閑話 ユニと護衛依頼3

「ユニは確か父上から剣を習ったと言っていたな?」

「うん。」

私は今、ミリアーヌ様の護衛騎士の1人であるマイヤと剣の稽古を行なっている。

ここは共和国の首都ソフィテウス。

つまり私達の目的地。

ガインの街を出た後の私たちは特にトラブルに巻き込まれる事もなく、馬車は進み、船に乗って、と旅は続いた。

けど、そう不思議なことじゃない。

貴族の馬車が盗賊に襲われるなんてことは、滅多にない。

あいつらが狙うのは歩いて旅をする普通の人達や、馬車でも商人の馬車が狙われる。

もちろん貴族が襲われることもなくは無いのは、以前レイ様たちの馬車が襲われているところに遭遇した私も理解している。
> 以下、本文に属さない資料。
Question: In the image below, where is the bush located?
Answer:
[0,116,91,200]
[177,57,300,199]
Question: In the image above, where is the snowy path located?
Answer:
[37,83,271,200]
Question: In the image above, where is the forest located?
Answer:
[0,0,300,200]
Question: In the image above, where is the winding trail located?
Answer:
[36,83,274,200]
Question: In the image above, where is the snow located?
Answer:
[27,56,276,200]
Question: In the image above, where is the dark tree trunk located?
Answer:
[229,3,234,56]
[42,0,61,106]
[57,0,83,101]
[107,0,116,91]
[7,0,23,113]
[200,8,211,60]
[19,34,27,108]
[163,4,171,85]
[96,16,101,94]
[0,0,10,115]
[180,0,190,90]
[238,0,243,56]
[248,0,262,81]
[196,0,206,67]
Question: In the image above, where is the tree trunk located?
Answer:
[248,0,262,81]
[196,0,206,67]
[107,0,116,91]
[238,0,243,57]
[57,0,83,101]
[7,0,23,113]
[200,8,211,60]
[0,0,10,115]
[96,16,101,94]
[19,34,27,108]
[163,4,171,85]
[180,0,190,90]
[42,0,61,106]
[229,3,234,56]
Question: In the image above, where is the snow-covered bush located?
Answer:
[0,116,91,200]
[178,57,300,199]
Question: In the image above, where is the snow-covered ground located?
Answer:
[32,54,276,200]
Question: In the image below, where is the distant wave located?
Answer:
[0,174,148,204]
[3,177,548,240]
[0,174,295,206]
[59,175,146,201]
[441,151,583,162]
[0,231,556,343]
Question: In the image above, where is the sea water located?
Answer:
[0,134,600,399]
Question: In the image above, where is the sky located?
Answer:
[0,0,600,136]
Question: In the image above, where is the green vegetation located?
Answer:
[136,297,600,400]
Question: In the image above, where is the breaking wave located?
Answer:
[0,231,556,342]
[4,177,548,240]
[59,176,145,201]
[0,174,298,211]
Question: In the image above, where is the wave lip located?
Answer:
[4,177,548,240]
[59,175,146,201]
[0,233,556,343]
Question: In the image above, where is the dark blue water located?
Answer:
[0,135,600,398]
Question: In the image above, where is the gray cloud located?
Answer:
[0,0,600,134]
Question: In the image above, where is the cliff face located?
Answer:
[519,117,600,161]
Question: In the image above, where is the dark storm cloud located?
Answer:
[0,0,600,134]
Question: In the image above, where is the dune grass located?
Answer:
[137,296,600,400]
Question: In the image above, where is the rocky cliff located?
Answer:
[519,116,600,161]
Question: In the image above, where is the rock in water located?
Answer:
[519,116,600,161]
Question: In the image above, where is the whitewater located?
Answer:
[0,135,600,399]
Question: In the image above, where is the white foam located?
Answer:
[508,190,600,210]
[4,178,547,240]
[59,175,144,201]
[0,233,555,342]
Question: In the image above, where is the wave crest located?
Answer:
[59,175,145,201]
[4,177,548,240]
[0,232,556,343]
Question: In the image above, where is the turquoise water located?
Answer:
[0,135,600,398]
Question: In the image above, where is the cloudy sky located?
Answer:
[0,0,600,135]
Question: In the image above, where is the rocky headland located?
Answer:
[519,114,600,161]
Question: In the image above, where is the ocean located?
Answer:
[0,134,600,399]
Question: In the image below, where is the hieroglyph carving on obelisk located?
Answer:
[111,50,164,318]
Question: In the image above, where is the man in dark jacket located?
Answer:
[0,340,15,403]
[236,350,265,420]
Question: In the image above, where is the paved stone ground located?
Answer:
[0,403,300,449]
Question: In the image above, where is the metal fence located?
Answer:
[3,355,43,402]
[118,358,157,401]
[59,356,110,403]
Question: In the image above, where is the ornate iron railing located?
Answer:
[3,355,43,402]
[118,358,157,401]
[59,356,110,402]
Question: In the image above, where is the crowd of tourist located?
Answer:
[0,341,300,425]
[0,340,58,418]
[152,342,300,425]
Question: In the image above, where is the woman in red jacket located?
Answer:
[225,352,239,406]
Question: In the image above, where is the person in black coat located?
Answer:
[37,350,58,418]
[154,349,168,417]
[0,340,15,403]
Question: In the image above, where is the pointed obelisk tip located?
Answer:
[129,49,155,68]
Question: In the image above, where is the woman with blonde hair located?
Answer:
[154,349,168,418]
けど、あれはいくつかの盗賊グループが協力したからで、普段はそんなことはそうそうない。

まあ、とにかく今回は無事に、それこそ外国への旅行のようにここまで来ることが出来た。

ミリアーヌも2回目と言うこともあって、はじめてきたときよりも、気軽にこれたと言うのは、本人の言葉。

昨日ソフィテウスに到着して、以前と同じ寮に入る。

違いといえば、以前はアイラと使っていた部屋をマイヤと使うことになったことだけかな。
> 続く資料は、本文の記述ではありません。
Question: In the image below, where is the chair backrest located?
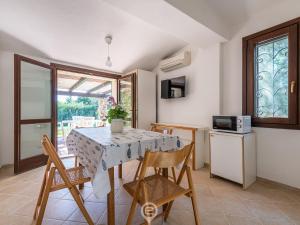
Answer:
[139,142,194,179]
[151,126,173,134]
[42,135,66,174]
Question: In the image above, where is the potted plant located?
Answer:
[107,97,128,133]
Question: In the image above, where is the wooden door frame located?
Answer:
[117,72,137,128]
[14,54,55,174]
[50,63,121,148]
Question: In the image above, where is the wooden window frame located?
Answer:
[242,17,300,129]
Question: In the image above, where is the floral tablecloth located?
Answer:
[67,127,184,197]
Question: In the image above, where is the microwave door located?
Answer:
[213,116,237,132]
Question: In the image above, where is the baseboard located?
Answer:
[204,163,209,168]
[204,162,300,191]
[256,177,300,191]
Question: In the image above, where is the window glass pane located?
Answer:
[20,123,51,159]
[21,61,51,120]
[255,36,289,118]
[120,76,132,127]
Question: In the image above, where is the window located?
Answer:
[243,19,300,129]
[254,35,289,118]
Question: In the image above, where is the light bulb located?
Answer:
[105,56,112,67]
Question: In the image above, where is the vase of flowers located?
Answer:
[107,99,128,133]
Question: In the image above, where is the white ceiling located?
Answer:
[0,0,187,72]
[0,0,280,72]
[205,0,282,32]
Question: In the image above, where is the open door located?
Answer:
[14,55,55,173]
[118,73,137,128]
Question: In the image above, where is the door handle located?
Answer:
[291,80,296,94]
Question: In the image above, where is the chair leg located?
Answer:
[172,167,176,183]
[134,161,142,181]
[186,167,200,225]
[75,156,78,167]
[69,187,94,225]
[126,199,137,225]
[36,168,55,225]
[164,201,174,221]
[33,176,46,219]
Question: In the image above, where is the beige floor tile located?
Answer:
[0,158,300,225]
[49,189,70,199]
[0,195,33,215]
[198,196,224,215]
[168,209,195,225]
[226,216,263,225]
[61,187,93,200]
[0,214,33,225]
[201,214,229,225]
[221,198,255,218]
[261,218,296,225]
[98,205,144,225]
[45,199,77,220]
[63,221,88,225]
[277,204,300,223]
[246,201,287,219]
[68,202,106,223]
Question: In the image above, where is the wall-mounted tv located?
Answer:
[161,76,185,99]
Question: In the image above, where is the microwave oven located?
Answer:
[213,116,251,134]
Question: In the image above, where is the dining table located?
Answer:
[66,127,186,225]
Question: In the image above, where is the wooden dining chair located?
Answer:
[33,135,94,225]
[134,126,176,182]
[123,143,200,225]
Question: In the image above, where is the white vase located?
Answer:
[110,119,124,133]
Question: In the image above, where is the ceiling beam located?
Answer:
[57,91,108,98]
[69,78,87,92]
[88,81,111,93]
[102,90,111,95]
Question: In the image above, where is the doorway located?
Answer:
[56,68,118,158]
[14,54,121,174]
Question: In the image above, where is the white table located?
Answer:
[67,127,184,225]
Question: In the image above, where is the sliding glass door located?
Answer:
[118,73,137,128]
[14,55,55,173]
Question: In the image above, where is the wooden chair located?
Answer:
[124,143,200,225]
[134,126,176,182]
[33,135,94,225]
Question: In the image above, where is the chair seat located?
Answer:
[123,174,191,207]
[52,166,91,189]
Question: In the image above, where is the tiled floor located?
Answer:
[0,158,300,225]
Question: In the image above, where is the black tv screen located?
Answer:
[161,76,185,99]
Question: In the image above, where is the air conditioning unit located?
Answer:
[160,51,191,72]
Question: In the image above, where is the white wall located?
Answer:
[156,44,220,162]
[221,0,300,188]
[0,51,14,166]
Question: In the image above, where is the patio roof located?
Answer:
[57,70,114,98]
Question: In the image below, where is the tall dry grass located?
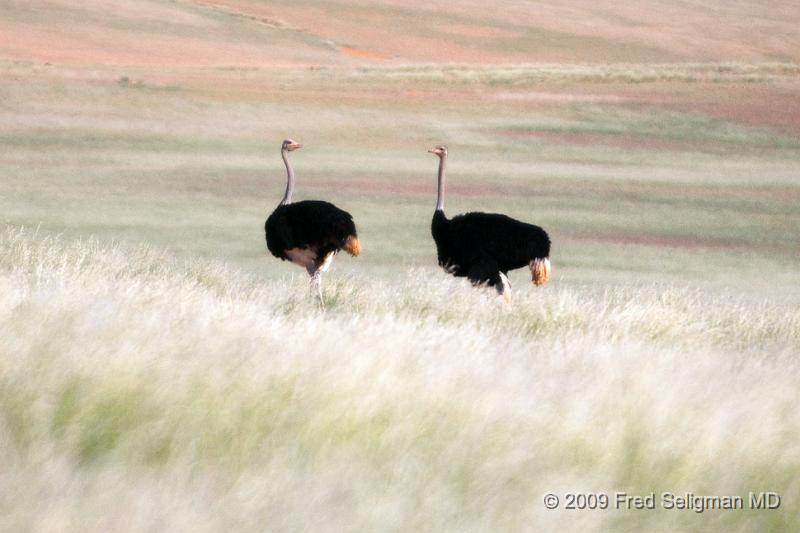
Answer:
[0,228,800,531]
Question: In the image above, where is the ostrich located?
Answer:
[264,139,361,305]
[428,146,550,298]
そして今私達は何をしているかと言うと、言ったように剣の稽古。

時間は日が昇ったばかり。

ミリアーヌ達は寮でまだ寝ている時間。

その時間に私が起きて、日課の稽古に向かおうとしたところ、マイヤも起きて出して、こうして一緒に稽古をすることになったわけ。


マイヤの剣が上から振り下ろされる。

言っておくけど、マイヤのも私のも刃を潰した練習用。

とはいえ、当たれば痛いし、何よりルークに傷のついた私を見せたくない。

本当の剣を使うのと、私の緊張はほとんど変わらない。

まあ、それは置いといて。

マイヤの振り下ろす剣を私は右に避け、剣を下から振り上げる。

狙いは、剣を振り下ろしたことで開いた顔までの道。

届くかと思った瞬間、マイヤの顔が遠ざかる。

といえば簡単に聞こえるけど、剣を振り下ろした姿勢で即座に後ろに飛び退くと言うのは想像できることじゃない。

見れば剣は肩の高さより少し上。

これも説明すると、さっきの速さで振り下ろした剣を途中で止めると言うのは、これも簡単なことじゃない。
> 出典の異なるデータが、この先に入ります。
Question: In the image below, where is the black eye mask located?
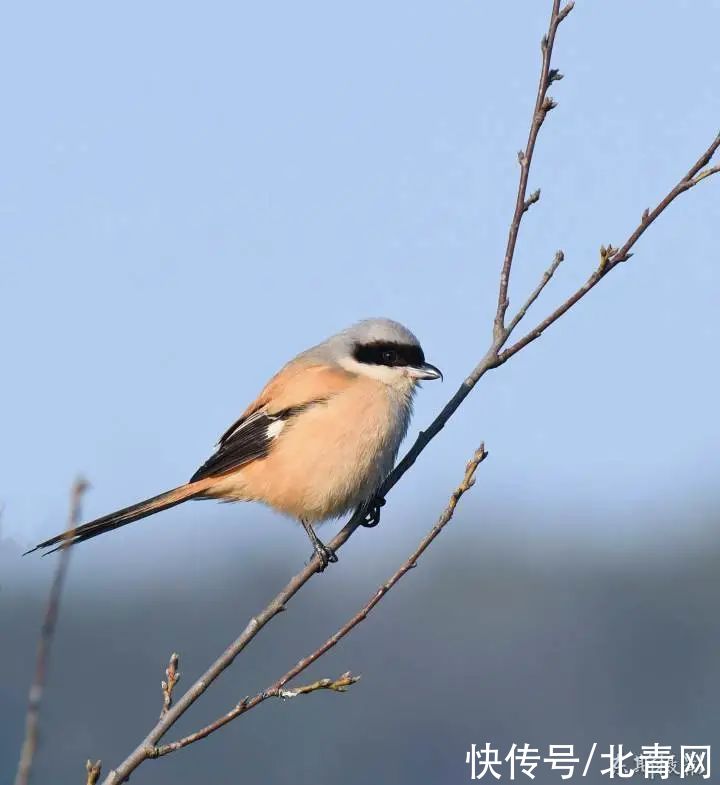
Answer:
[353,341,425,368]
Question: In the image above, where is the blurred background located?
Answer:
[0,0,720,785]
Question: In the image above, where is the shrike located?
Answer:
[28,319,442,568]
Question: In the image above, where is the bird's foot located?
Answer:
[360,496,385,529]
[313,538,337,572]
[300,520,337,572]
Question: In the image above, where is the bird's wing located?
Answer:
[190,365,352,482]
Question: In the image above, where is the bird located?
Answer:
[27,318,442,569]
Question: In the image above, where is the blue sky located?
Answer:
[0,0,720,559]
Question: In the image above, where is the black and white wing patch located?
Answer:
[190,399,324,482]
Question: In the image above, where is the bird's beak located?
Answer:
[408,363,443,381]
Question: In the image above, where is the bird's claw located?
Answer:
[313,540,337,572]
[360,496,385,529]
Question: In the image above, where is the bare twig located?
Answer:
[85,760,102,785]
[97,0,720,785]
[15,477,88,785]
[493,0,575,341]
[160,652,180,718]
[151,445,487,757]
[153,671,360,758]
[498,134,720,365]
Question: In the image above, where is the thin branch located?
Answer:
[151,445,487,757]
[85,759,102,785]
[95,0,720,785]
[15,477,88,785]
[493,0,575,341]
[160,652,180,719]
[153,671,360,758]
[507,251,565,335]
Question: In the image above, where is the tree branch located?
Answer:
[493,0,575,341]
[151,445,487,758]
[15,477,88,785]
[93,0,720,785]
[498,129,720,365]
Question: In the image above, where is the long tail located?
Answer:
[23,481,207,556]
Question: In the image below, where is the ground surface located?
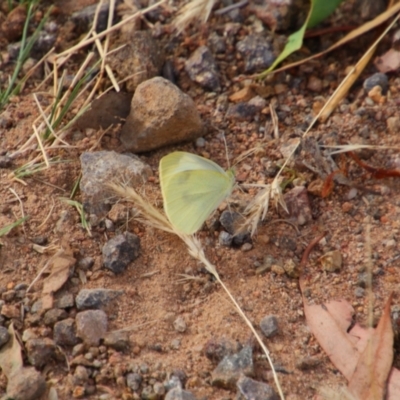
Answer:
[0,0,400,400]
マイヤ自身がしっかりと身体を作っているからと、咄嗟の状況に対応できるだけの判断力があるということ。

つまり、それだけでもマイヤが普段から鍛錬と実践を積んだ実力者だと分かる。

今更だけど、マイヤとはここまでお喋りはしたけれど、道中が平和過ぎてマイヤが剣を振っている姿を見ることは無かったと思い出した。


「ふふっ」

そんな笑い声が私の口から漏れる。

と思ったら、マイヤの方も口の端を上げている。

私達の目が合った。

どうやら、考えていることは一緒みたい。

お互いに、訓練相手に不足なし。

私達は互いに、この手合わせが自分達を成長させてくれることを確信したんだ。


それからは、私達は互いに隙を探して剣を振り、時に避け時に払い、何度も剣を合わせる。


マイヤの剣が私から見て右から左へほぼ水平に振られようとする。

私は剣を縦にして受け止めるが、縦に固定した剣と、力を込めて振り抜こうとする剣とでは、持っているエネルギーが違う。

ぶつかった瞬間、剣が押される。

私は咄嗟に足を浮かせた。

結果、そのまま吹き飛ばされる私。

その先には庭に植えられた木が。

咄嗟に足を向け、その幹に着地する。

足を軽く曲げ衝撃を逃したのは、我ながら上手くできた。 

そのまま、地面に着地する。

私がマイヤへと向かって地面を蹴ったときには、マイヤが既に私へと向かってくるのが目に映った。

その勢いで、お互いに剣を振る。


「「……!!」」


そして今、互いの顔の前で剣が止まる。


一瞬のようにも、長いようにも感じる時間。

「引き分け、か。」

マイヤの声が、終了の合図になった。


後は、本来の仕事の時間。

私たちもプロだ。訓練で体力を全て使うことはない。

道具を片付けて、ミリアーヌの元に戻るのだ。

これから、楽しくなりそう。

そんなことをマイヤの背中を見ながら考えた。